OAM/DMC DMA tests

Discuss emulation of the Nintendo Entertainment System and Famicom.

Moderator: Moderators

User avatar
Disch
Posts: 1848
Joined: Wed Nov 10, 2004 6:47 pm

OAM/DMC DMA tests

Post by Disch »

cpow ran some tests with visual2a03 to delve further into DMA behavior. Though his notes were a bit scattered for my tastes, and left me with a few unanswered questions.
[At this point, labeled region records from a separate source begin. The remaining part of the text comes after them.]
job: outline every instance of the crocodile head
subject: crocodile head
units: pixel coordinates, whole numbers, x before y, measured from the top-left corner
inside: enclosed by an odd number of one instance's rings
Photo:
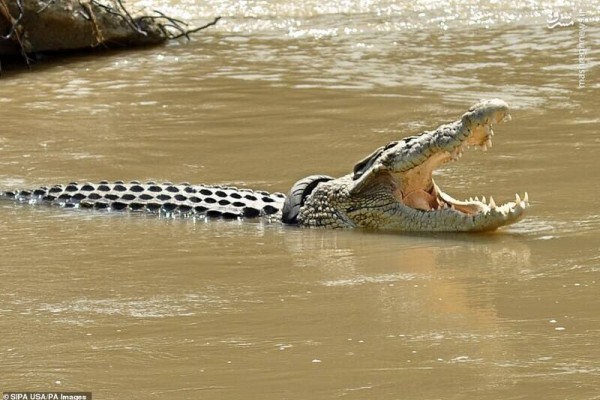
[[[492,125],[506,120],[510,114],[504,101],[482,101],[456,122],[380,147],[352,174],[317,186],[298,221],[395,231],[489,231],[512,224],[529,206],[527,193],[502,205],[492,197],[489,202],[485,197],[461,201],[432,177],[435,169],[460,159],[467,147],[491,147]]]

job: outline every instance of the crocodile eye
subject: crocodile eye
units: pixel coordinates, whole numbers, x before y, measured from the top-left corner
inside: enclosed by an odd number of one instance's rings
[[[390,143],[388,143],[388,144],[385,145],[385,147],[383,148],[383,150],[384,151],[385,150],[389,150],[389,149],[391,149],[392,147],[394,147],[397,144],[398,144],[398,142],[390,142]]]

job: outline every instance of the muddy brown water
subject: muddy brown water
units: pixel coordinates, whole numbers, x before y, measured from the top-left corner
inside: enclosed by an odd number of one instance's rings
[[[0,390],[599,399],[597,3],[586,28],[575,3],[509,3],[165,1],[224,18],[189,43],[5,74],[2,188],[285,192],[499,97],[513,120],[494,147],[435,178],[532,208],[495,234],[402,235],[3,202]],[[552,12],[574,24],[549,28]]]

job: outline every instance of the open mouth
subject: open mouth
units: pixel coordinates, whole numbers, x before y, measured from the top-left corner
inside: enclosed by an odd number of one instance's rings
[[[394,192],[396,199],[405,206],[432,213],[457,214],[473,218],[491,216],[503,220],[517,219],[529,206],[527,192],[522,197],[516,194],[514,201],[504,204],[496,204],[492,196],[489,199],[485,196],[477,196],[457,200],[445,193],[432,178],[435,169],[450,161],[458,161],[467,148],[475,147],[483,151],[491,148],[494,136],[491,122],[504,120],[510,120],[510,115],[506,114],[497,121],[486,121],[487,123],[476,125],[462,141],[447,148],[437,149],[424,162],[407,171],[393,173],[396,181]]]

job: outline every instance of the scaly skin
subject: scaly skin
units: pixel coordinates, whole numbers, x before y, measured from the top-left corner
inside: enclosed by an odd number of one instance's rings
[[[352,174],[298,181],[287,199],[281,193],[233,187],[136,181],[12,190],[0,192],[0,198],[183,217],[266,217],[310,227],[489,231],[522,218],[528,207],[527,194],[523,200],[517,195],[514,202],[502,206],[496,206],[491,198],[489,204],[485,198],[458,201],[435,184],[432,172],[458,160],[467,146],[487,150],[492,144],[492,124],[509,118],[502,100],[480,102],[459,121],[378,148],[356,164]],[[284,202],[289,207],[285,208]]]

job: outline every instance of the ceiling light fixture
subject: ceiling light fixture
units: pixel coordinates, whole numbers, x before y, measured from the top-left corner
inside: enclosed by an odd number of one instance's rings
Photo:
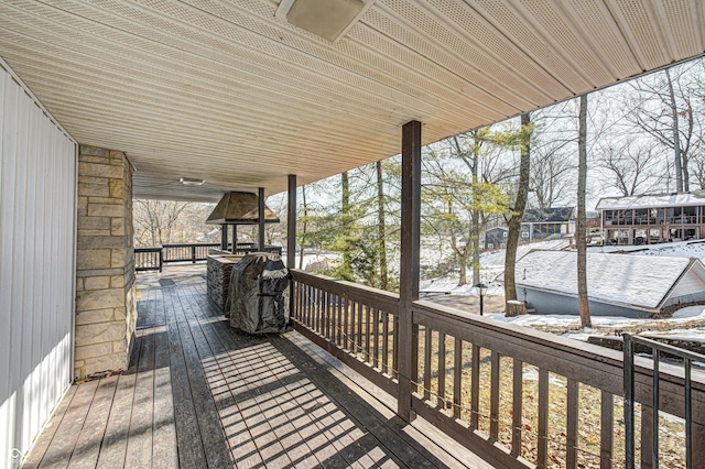
[[[282,0],[274,18],[336,42],[376,0]]]
[[[193,177],[182,177],[178,179],[185,186],[203,186],[206,183],[206,179],[195,179]]]

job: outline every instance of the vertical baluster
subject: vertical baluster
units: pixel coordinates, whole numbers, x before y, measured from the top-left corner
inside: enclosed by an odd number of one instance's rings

So using his notes as a base, I ran my own tests on visual2a03 to verify them, and to fill in a few of the gaps.

Here are my findings:

Code: Select all

==========================================
==========================================
==========================================
General
==========================================


DMA unit alternates between 'get' cycles and 'put' cycles.  Values are read on 'get' cycles and written on 'put' cycles.  'get' cycles can never write -- 'put' cycles can read, but discard any value read.  DMA unit seems to alternate between get/put even when DMA is not active -- effectively meaning that even cycles are 'get' cycles, and odd cycles are 'put' cycles.

"Dummy reads" ALWAYS seem to be performed from whatever address the CPU will want to read from next -- that is, whatever address will be read from once the DMA is complete.


When the DMA unit needs to cut into the CPU, it begins a 'halt' process.  The process appears to be as follows:

    1)  The 'halt attempt' cycle -- Let the CPU start its next cycle.  
        a)  If this cycle is a write, perform it normally.  Repeat step 1
        b)  If this cycle is a read, hijack the read, discard the value, and prevent all other actions that occur on this cycle (PC not incremented, etc).
                Presumably, side-effects from performing the read still occur.  Proceed to step 2
                
    2)  For DMC DMA ONLY -- do another dummy read, discarding the result.
    
    3)  If the DMA unit is currently on a 'put' cycle, do another dummy read  ('alignment' cycle)
    
    4)  Actually perform the DMA
        a)  For DMC, this performs a single read cycle, then returns control to main CPU logic
        b)  For OAM, this performs 256 alternating reads/writes as you'd expect
        
        
Note that the DMA is effectively delayed as it waits for all CPU write cycles to complete.  Though this is just a delay, and does not actually alter the length of the DMA

What DOES alter the length of the DMA is the optional alignment cycle.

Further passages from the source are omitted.